LitStack Recs: Women in Their Beds & Luna: New Moon

by Tee Tate

Women in Their Beds — Gina Berriault

Women In Their Beds: Thirty-Five Stories

To cap off #ShortStoryMonth, my rec this week revisits a collection by one of my favorite story writers, Gina Berriault. Her admirers span Richard Ford, Grace Paley, and Robert Stone, but American fiction writer Berriault may be one of most revered writers you’ve never heard of. Cynthia Ozick described Berriault as the quintessential writer’s writer—the recipient of professional admiration and “dim public recognition.” The Los Angeles Times described Berriault’s stories as “imbued with a haunting resonance…like a secret accidentally spilled.” A writer for anyone who loves precisely crafted, beautiful prose, Gina Berriault, despite the awards garnered over her career, was a diffident, private person who preferred to portray the imagined lives of her characters.

“I’m not used to this public life,” she once said. “It’s not my reality. I don’t like to be so evident because my work springs from the secret aspect of myself.”

Berriault, who died in 1999 at the age of seventy-three, was a prolific writer. The author of four novels, and three stories collections, including The Mistress and Other Stories (1965), The Infinite Passion of Expectation: 25 Stories (1982) and Women in Their Beds: New and Selected Stories (1996). Berriault, who was born In Long Beach, California, the daughter of immigrants from Eastern Europe, was a self-taught writer, who diligently worked on stories while raising her daughter, Julie, went on to teach at the University of Iowa and San Francisco State. Among her many awards, Berriault was a recipient of the 1997 Rea Award for the Short Story, selected by jurors Ozick, Tobias Wolff, and Andre Dubus. Berriault’s final book, the consummate Women in Their Beds, contains many of her best known short works, including “The Stone Boy” (adapted to film in 1984 starring Robert Duvall). Of the collection, the New York Times said, “In these 35 stories, one struggles to find a sentence that is anything less than jewel-box perfect.”

One of my favorites, “Who Is It Can Tell Me Who I Am?” (the title taken from King Lear, and the King’s existential cry), concerns Alberto Perrera, the effete librarian facing a financially precarious retirement. Because Berriault lived and worked in and around San Francisco, the setting is often present in her stories, a character in itself with its windblown streets, beaches, and cypress along the cliffs. But more than that, Berriault was an advocate for the outsider, and her characters are often caught between conventional society and existential crisis—like the controlled librarian Perrera, whose cloistered life among books is upended by the appearance of a homeless and possibly tubercular young man who wants to sleep in the library. Here is the bookish Perrera, heading home through San Francisco’s Tenderloin district, contemplating life, death, and the homeless, seen and unseen, he passes every day, which includes a line (“There is a certainty in degradation”) from Seven Pillars of Wisdom the autobiography of T.E. Lawrence, known more widely as Lawrence of Arabia:

Onward through this neon-colored rain, this headlight-glittering rain, every light no match for the dark, only a constant contesting. There is a certainty in degradation. You can puzzle over lines all your life never be satisfied with the meaning you get. Until, slushing onward, you’ve got at last one meaning for sure, because now its time had come, bringing proof by the thousands wherever they were this night in the concrete burrow an dens.
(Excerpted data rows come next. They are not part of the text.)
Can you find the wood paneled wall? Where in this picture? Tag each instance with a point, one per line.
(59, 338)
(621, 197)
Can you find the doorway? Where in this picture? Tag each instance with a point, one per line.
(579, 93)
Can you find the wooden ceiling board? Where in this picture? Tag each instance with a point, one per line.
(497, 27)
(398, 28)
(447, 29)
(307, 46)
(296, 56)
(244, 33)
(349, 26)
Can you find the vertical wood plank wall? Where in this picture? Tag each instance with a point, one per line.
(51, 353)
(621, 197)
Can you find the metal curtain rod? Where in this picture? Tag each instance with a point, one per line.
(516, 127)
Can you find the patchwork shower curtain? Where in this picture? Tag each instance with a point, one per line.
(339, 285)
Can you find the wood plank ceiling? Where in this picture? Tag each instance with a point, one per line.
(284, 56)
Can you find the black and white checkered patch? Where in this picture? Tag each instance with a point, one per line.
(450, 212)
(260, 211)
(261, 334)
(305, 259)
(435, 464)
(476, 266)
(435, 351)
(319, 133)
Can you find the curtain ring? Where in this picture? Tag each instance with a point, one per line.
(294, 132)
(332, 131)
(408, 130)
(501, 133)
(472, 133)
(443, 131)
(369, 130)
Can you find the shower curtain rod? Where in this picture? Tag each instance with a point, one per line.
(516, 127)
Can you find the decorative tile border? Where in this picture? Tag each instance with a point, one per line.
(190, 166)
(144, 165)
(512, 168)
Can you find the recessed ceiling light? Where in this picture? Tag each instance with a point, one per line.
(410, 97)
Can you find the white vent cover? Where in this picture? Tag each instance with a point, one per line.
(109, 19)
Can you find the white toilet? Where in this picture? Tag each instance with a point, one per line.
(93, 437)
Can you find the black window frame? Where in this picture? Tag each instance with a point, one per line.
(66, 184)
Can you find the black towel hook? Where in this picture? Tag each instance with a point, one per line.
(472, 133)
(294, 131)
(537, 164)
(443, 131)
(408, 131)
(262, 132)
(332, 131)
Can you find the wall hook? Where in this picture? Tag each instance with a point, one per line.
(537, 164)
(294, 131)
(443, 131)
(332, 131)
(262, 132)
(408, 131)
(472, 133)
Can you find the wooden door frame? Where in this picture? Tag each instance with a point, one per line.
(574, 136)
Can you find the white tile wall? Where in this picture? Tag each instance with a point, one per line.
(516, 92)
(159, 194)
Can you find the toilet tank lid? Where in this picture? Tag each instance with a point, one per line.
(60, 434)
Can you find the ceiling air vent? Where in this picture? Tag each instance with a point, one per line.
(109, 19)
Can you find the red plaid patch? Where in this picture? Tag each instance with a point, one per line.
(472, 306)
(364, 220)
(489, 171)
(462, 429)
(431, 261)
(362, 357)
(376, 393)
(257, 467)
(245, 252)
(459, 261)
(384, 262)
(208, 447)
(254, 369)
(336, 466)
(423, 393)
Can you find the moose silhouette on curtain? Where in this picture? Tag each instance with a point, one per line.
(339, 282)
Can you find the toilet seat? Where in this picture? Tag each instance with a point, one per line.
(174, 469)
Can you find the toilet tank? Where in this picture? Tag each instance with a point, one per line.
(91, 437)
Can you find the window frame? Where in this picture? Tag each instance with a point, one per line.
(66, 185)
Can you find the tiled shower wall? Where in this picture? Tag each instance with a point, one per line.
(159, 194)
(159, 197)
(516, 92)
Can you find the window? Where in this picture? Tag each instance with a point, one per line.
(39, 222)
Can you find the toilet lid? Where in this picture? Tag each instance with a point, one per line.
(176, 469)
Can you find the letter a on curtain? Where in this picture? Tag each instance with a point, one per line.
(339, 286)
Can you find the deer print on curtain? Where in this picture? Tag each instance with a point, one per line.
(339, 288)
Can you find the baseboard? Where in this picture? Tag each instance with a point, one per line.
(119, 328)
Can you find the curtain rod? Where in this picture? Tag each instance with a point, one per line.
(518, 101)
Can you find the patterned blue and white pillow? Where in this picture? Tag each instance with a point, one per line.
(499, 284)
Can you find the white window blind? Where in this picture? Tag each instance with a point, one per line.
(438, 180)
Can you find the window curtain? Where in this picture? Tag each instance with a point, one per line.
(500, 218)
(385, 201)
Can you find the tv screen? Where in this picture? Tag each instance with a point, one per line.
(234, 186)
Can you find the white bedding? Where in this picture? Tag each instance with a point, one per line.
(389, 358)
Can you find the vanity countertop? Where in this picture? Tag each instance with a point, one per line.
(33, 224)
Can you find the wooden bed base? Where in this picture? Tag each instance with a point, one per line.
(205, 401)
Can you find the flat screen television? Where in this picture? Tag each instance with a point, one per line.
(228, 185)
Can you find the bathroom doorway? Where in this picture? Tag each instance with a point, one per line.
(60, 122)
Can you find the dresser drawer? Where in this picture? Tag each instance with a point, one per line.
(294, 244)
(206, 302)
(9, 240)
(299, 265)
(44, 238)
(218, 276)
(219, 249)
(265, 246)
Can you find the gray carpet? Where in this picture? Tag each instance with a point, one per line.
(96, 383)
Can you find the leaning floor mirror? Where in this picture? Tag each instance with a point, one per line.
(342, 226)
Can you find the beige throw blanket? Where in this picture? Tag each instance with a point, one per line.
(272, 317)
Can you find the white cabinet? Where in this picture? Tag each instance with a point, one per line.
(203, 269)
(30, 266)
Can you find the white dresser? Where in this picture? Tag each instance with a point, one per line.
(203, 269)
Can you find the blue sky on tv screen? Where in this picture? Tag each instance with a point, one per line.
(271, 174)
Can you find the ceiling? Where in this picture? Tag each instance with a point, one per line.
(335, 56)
Berriault writes with great empathy about the outcast and the misunderstood—though never sentimentally—and in her gorgeous and often lyric prose, illuminates the tragic desires of characters who, whether literally or psychologically, inhabit the fringes.

Though Berriault’s quiet collection was not immediately discovered—Gary Amdahl notes the book went unreviewed for months—but we can be glad now that it was, as Berriault’s art is the kind that lasts. As she once said, “When we think about artists of the past and we’re still looking at their wonderful art. It’s like an immortality isn’t it?”